Introduction to Password-Based Single Sign-On (SSO) Implementation

Explore the benefits and process of password-based SSO, enhancing user experience and security while simplifying management across applications. Learn how SSO works, its implementation steps, and the importance of trust in client handling of user credentials.

What is SSO?

SSO (Single Sign-On) is an authentication and authorization mechanism that allows users to log in to an Identity Provider (IdP) with a set of credentials, such as a username and password, and then access multiple associated applications or systems without re-entering their credentials. Traditional authentication requires users to provide separate credentials for each application or system, which can be cumbersome and requires managing multiple credentials when switching between applications. The goal of SSO is to address this issue by introducing a central identity provider, allowing users to authenticate once and then seamlessly access other associated applications.

In SSO, the identity provider is typically a separate authentication server or service responsible for verifying the user's identity. Once the user is authenticated, the identity provider issues a token (called a token ticket) to the user. This token can be used by the user to prove their authenticated status when accessing other associated applications. Other applications rely on the identity provider to verify the validity of the token and authorize the user to access the corresponding resources or functions.

Advantages of SSO

The advantages of SSO include:

  • User-Friendly: Users can access multiple applications with a single login, providing a better user experience.
  • Enhanced Security: As users only need to enter their credentials once, the risk of password leakage or forgetting is reduced.
  • Simplified Management: Administrators can more easily manage user credentials and access permissions, reducing repetitive work.
  • Reduced Development Costs: Applications can rely on the identity provider to handle authentication and authorization logic, reducing the complexity and development workload of the application itself.

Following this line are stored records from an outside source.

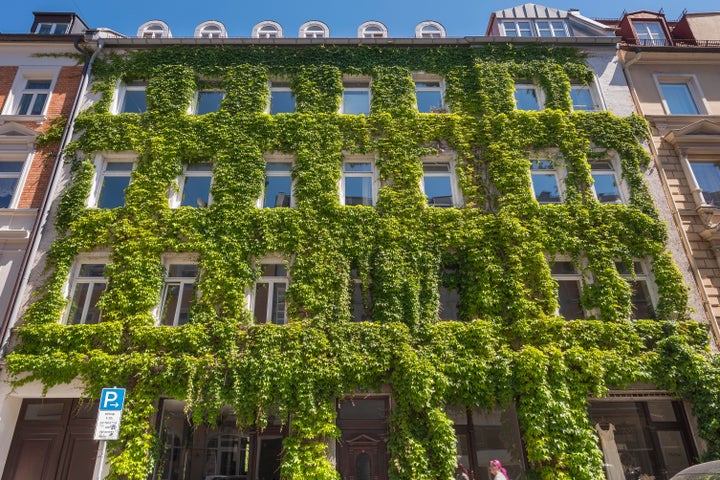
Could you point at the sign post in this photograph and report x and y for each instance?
(107, 427)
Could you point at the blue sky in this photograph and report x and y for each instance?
(460, 17)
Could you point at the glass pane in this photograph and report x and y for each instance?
(112, 193)
(134, 102)
(281, 101)
(429, 101)
(209, 102)
(196, 192)
(526, 99)
(679, 98)
(356, 102)
(7, 190)
(358, 191)
(278, 190)
(438, 190)
(606, 188)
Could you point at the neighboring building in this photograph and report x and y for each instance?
(369, 258)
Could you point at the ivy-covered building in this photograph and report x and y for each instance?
(319, 258)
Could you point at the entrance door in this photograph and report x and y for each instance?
(362, 452)
(53, 440)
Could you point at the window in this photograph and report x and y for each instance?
(278, 184)
(314, 30)
(357, 184)
(372, 30)
(438, 183)
(527, 97)
(178, 293)
(113, 179)
(195, 185)
(87, 287)
(429, 96)
(132, 98)
(707, 176)
(10, 173)
(52, 28)
(583, 99)
(356, 99)
(679, 96)
(545, 181)
(518, 29)
(649, 33)
(605, 181)
(551, 28)
(569, 282)
(282, 99)
(269, 301)
(641, 299)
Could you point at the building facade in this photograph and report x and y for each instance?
(365, 258)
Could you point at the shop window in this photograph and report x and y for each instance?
(178, 293)
(545, 183)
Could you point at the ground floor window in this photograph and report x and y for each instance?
(643, 439)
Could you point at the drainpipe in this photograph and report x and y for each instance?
(677, 219)
(42, 217)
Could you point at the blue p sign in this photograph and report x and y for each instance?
(112, 399)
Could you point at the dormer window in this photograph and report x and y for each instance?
(372, 30)
(154, 29)
(314, 30)
(210, 30)
(267, 29)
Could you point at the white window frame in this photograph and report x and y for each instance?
(379, 30)
(539, 94)
(176, 197)
(279, 158)
(169, 281)
(693, 85)
(373, 175)
(312, 29)
(437, 32)
(25, 74)
(454, 189)
(262, 30)
(96, 258)
(272, 281)
(101, 162)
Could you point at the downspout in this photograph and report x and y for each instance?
(42, 217)
(677, 219)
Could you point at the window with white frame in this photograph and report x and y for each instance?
(269, 304)
(195, 185)
(569, 282)
(208, 101)
(545, 181)
(11, 170)
(649, 33)
(282, 99)
(583, 98)
(707, 176)
(641, 294)
(52, 28)
(178, 293)
(438, 183)
(528, 97)
(429, 96)
(132, 98)
(87, 286)
(358, 182)
(680, 95)
(606, 181)
(113, 177)
(278, 184)
(356, 98)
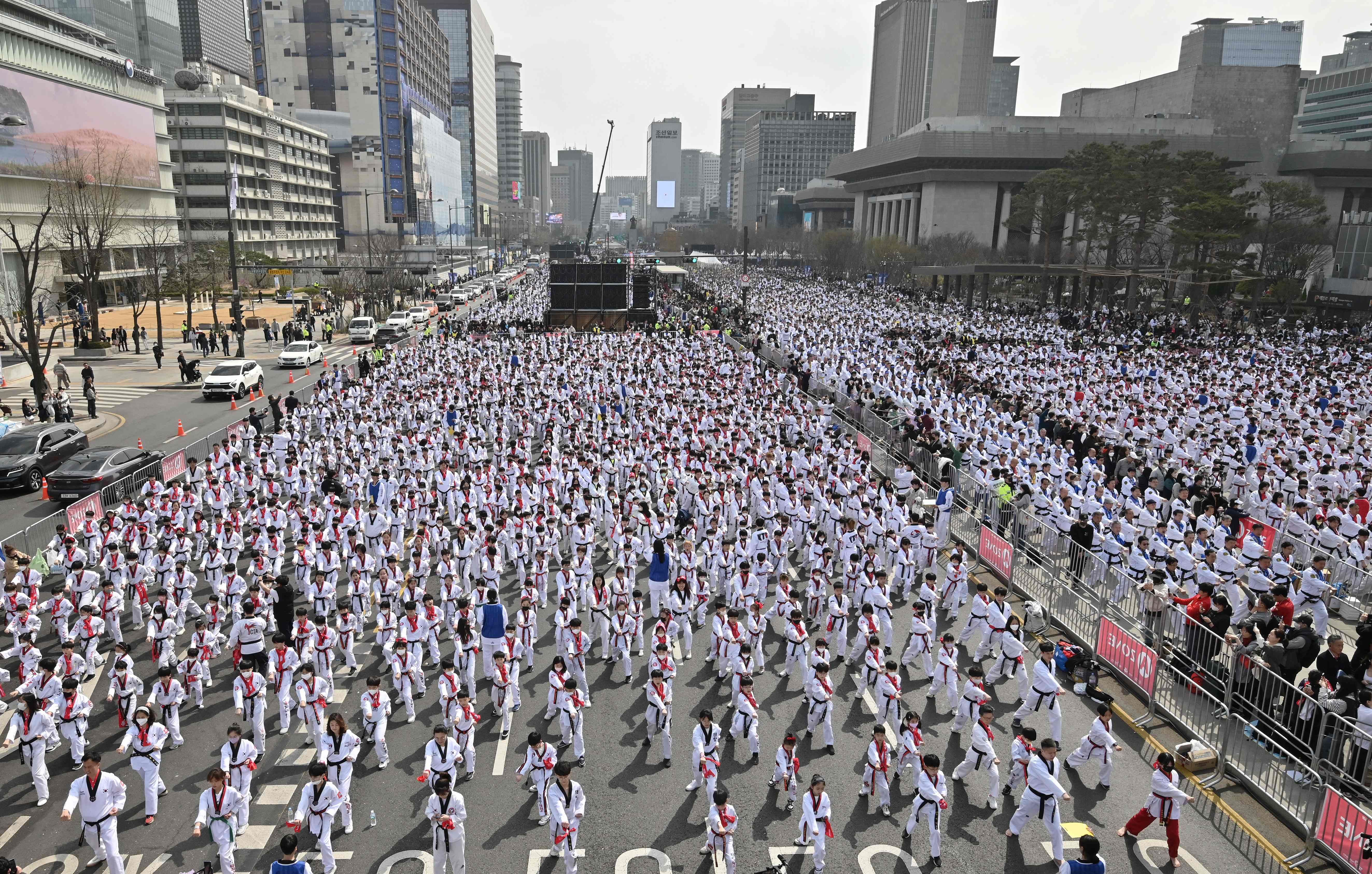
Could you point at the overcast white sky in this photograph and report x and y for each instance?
(635, 61)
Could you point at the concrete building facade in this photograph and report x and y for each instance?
(665, 169)
(735, 110)
(784, 150)
(61, 76)
(930, 58)
(471, 73)
(285, 180)
(1244, 102)
(958, 175)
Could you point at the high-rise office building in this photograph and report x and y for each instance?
(537, 164)
(691, 180)
(510, 121)
(581, 186)
(393, 142)
(708, 182)
(216, 32)
(471, 65)
(1257, 43)
(930, 58)
(735, 110)
(146, 31)
(665, 169)
(785, 150)
(1003, 88)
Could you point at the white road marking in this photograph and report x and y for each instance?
(426, 859)
(276, 794)
(665, 865)
(1146, 846)
(865, 858)
(14, 827)
(254, 837)
(536, 858)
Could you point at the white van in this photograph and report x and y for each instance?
(361, 330)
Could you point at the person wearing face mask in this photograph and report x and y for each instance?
(127, 688)
(238, 761)
(101, 796)
(32, 725)
(340, 752)
(72, 713)
(146, 740)
(227, 814)
(320, 802)
(446, 812)
(250, 703)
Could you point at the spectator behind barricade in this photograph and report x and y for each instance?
(1334, 662)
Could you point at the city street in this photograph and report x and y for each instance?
(636, 809)
(145, 404)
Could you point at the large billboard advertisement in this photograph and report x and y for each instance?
(71, 131)
(667, 195)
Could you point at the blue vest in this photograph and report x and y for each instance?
(493, 622)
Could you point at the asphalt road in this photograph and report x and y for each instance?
(636, 807)
(151, 416)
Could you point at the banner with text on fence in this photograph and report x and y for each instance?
(173, 466)
(1128, 655)
(997, 552)
(76, 514)
(1342, 829)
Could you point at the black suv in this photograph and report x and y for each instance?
(31, 453)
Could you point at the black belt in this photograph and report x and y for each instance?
(1043, 800)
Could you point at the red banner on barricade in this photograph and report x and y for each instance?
(1128, 655)
(998, 553)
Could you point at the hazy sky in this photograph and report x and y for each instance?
(635, 61)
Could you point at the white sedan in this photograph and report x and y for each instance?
(301, 355)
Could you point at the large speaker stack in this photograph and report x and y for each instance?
(586, 294)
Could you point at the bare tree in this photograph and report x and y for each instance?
(88, 206)
(158, 254)
(29, 245)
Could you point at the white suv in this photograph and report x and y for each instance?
(234, 378)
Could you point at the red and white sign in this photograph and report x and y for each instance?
(76, 514)
(1128, 655)
(173, 466)
(997, 552)
(1342, 827)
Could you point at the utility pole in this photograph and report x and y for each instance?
(596, 204)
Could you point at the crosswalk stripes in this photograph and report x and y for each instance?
(108, 397)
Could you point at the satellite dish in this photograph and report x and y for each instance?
(187, 80)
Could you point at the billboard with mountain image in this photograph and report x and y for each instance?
(50, 125)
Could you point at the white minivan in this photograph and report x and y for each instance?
(361, 330)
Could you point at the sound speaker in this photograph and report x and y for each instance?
(562, 297)
(643, 293)
(588, 297)
(617, 297)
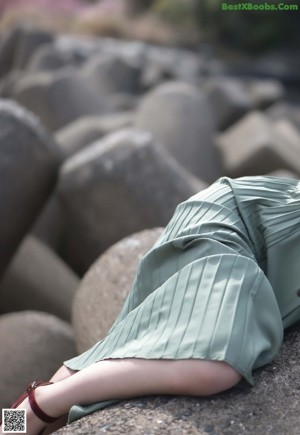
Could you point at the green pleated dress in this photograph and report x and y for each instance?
(220, 283)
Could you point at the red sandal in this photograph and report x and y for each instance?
(34, 406)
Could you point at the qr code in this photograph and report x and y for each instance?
(14, 420)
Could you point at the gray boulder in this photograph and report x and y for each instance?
(271, 406)
(180, 117)
(18, 45)
(9, 82)
(283, 110)
(112, 74)
(229, 99)
(115, 187)
(33, 346)
(265, 92)
(31, 39)
(83, 131)
(50, 58)
(50, 224)
(37, 279)
(254, 145)
(29, 164)
(59, 97)
(105, 287)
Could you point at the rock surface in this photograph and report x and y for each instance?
(29, 163)
(270, 407)
(180, 117)
(33, 345)
(37, 279)
(118, 186)
(105, 287)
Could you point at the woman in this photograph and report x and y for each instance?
(208, 305)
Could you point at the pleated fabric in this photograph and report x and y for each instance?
(220, 283)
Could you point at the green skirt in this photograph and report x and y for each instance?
(220, 283)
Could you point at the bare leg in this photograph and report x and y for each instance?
(62, 373)
(125, 378)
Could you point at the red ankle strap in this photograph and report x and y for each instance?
(34, 406)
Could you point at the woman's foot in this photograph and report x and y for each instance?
(34, 404)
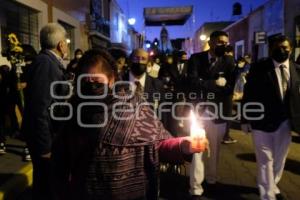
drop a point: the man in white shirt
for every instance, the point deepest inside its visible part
(274, 83)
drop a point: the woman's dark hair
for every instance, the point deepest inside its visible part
(95, 56)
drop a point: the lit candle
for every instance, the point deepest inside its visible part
(197, 133)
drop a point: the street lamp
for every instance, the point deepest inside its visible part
(131, 21)
(203, 37)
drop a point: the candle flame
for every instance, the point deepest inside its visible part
(196, 129)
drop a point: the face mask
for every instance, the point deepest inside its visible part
(220, 50)
(280, 55)
(241, 65)
(78, 56)
(138, 69)
(65, 56)
(93, 88)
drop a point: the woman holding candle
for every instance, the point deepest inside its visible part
(119, 160)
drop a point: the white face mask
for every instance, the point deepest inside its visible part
(241, 65)
(78, 56)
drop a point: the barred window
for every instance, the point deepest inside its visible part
(21, 20)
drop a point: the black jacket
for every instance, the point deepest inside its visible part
(262, 87)
(202, 76)
(37, 126)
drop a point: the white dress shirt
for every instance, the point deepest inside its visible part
(142, 80)
(278, 73)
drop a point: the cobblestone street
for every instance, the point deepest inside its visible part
(237, 172)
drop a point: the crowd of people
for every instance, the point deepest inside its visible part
(100, 127)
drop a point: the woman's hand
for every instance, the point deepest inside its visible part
(190, 145)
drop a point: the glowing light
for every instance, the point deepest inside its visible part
(203, 37)
(131, 21)
(196, 130)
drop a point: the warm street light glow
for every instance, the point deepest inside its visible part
(203, 37)
(131, 21)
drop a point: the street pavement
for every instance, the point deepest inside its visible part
(237, 173)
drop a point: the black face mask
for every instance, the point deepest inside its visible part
(280, 55)
(93, 88)
(220, 50)
(138, 69)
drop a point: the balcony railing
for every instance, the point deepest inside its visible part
(99, 24)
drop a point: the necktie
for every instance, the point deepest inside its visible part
(138, 89)
(284, 79)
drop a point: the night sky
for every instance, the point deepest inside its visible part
(204, 11)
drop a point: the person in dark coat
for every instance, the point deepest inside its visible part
(37, 126)
(211, 75)
(273, 85)
(4, 102)
(72, 66)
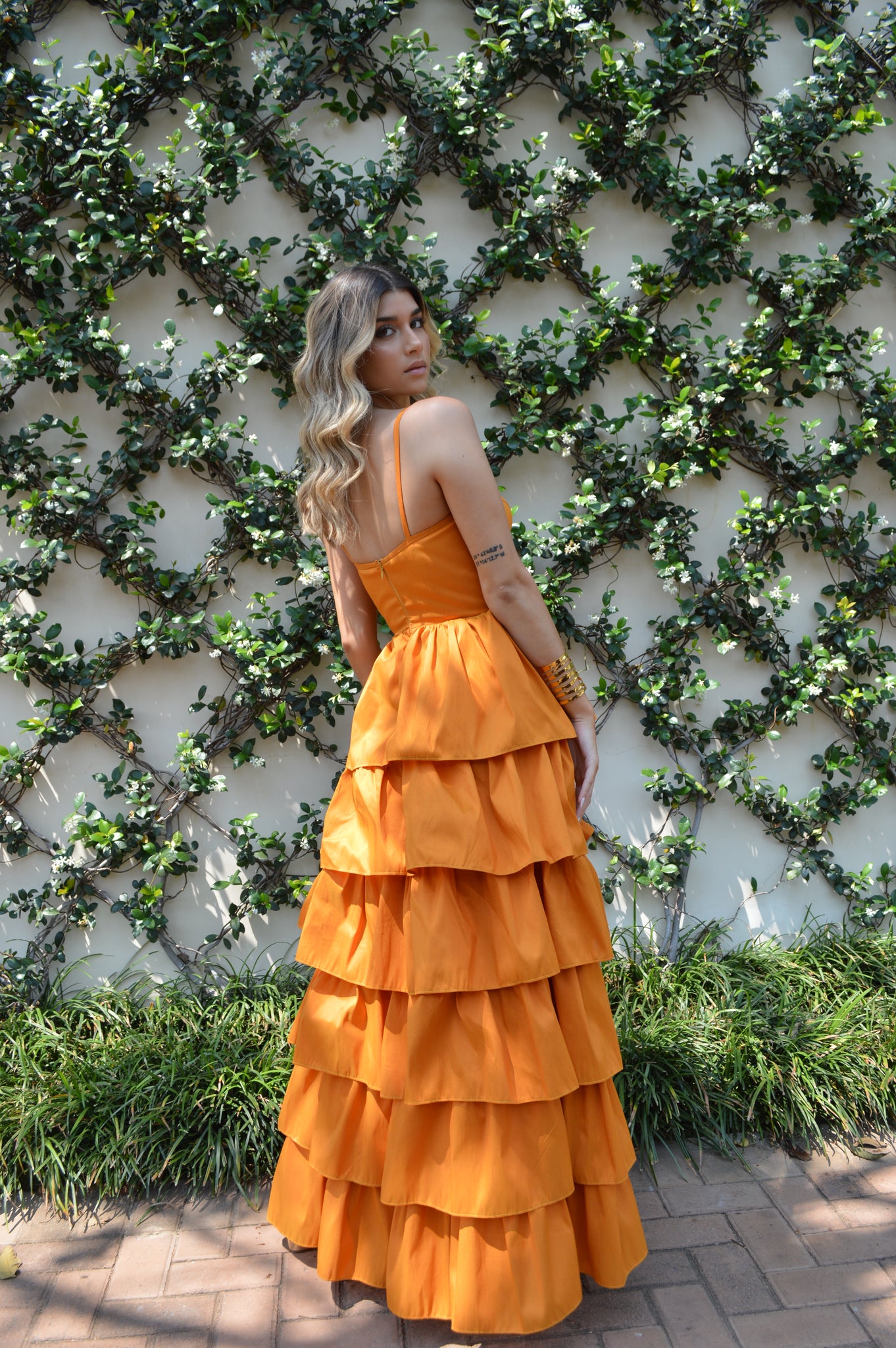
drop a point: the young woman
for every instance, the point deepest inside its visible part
(452, 1131)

Password-Based SSO Implementation

The password mode referred to here is the password mode of Auth2.0 (for a complete reading of OAuth2.0, please refer to Understanding OAuth2.0). Compared to the authorization code mode, the password mode is much simpler. In the password mode, users provide their username and password to the client. The client uses this information to request authorization from the identity provider.

Login Process

  1. Username/Password: The user sends a login request to the client, carrying username/password information. Note that the password should be encrypted to avoid plaintext transmission.
  2. Client: The client passes the username/password to the identity provider service, which verifies the correctness of the password.
  3. Identity Provider: The identity provider generates an access_token and returns it to the client.
  4. Client: The client returns the access_token to the user.

Authentication Process

  1. Request with access_token: The user client requests the validation of the access_token.
  2. access_token Validation: Validate the validity of the access_token.
  3. Validation Result: Based on the validation result, decide whether to return the result.

Business Request

  1. User Client: The user client initiates a business request, carrying the access_token via parameters or the Authorization method, with the Authorization method recommended.
  2. Client: The client passes the access_token to the identity provider for validity verification.
  3. Identity Provider: The identity provider verifies the validity of the access_token.
  4. Identity Provider: The identity provider returns the validation result to the client.
  5. Client: The client decides whether to return the business request result or a Forbidden error based on the validation result.

If a Forbidden Error is Received

The user can choose to re-initiate the login process.

This is the login and authentication process based on the password mode. When multiple clients connect to the same identity provider, SSO is achieved.

Refresh Process

In fact, the identity provider can also provide a refresh_token renewal process for the access_token: when returning the access_token after login, a refresh_token can also be returned, allowing the user to request the renewal of the access_token with the refresh_token as needed.

Limitations of Password Mode

In the password mode, users must give their password to the client, but the client must not store the password. This is usually used in situations where users highly trust the client, such as when the client is part of an enterprise product. If the client is not highly trustworthy, do not use this mode of implementation; it is recommended to use the authorization code mode.